Terrence McNally’s expansive new gay dramedy “Some Men” is, by any reasonable measure, a resounding success. I mean, it is what it is: A theatrical revue of moments in 20th century gay history—tied together by a handful of recurring characters—as seen from a distinctly white middle class perspective (working class and black men are generally viewed in terms of their relationships with a middle-class white man). A sexually vanilla perspective at that: Any time anybody mentions anything remotely kinky, somebody grimaces.
Taking it on its own terms, though, it succeeds gorgeously; it makes a strong case that the culture of these titular men has a richness and profound humanity all its own. In books this is a tale that has been told more and more often, notably in John Chauncey’s superb “Gay New York.” However, the history of the gay mainstream has probably never had a fuller telling on-stage than here, with a supremely talented cast that more than “gets it.”
“Some Men” also excels at finding a fresh angle for familiar stories. We see the Stonewall rebellion from a piano bar across the avenue; we hear about Lorenz Hart’s queerness from his black lover performing on a Harlem stage.

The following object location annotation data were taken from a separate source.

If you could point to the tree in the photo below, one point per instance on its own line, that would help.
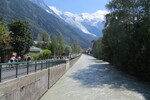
(21, 36)
(68, 50)
(44, 54)
(4, 40)
(126, 38)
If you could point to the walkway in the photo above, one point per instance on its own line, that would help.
(92, 79)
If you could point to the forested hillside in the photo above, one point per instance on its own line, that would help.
(39, 20)
(126, 41)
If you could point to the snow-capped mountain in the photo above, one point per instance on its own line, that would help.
(85, 24)
(90, 24)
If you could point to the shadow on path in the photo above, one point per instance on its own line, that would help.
(102, 74)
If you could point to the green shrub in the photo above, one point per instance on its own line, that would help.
(44, 54)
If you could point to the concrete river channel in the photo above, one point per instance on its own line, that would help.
(92, 79)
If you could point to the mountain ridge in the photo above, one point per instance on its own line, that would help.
(40, 21)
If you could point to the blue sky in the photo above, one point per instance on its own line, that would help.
(78, 6)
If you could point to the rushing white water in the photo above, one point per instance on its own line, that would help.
(92, 79)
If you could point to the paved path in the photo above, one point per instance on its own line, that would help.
(92, 79)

Best of all, though, “Some Men” captures the sheer joy of being gay, of gay men ceaselessly singing and dancing meaning into their lives. One of the most affecting moments features a young queerling in 2007 losing himself dancing to Madonna’s “Like A Prayer” on his iPod. It may sound a bit clichéd, but McNally’s great success is in the way he frames it—we feel not only his celebration, but also the road that brought him there.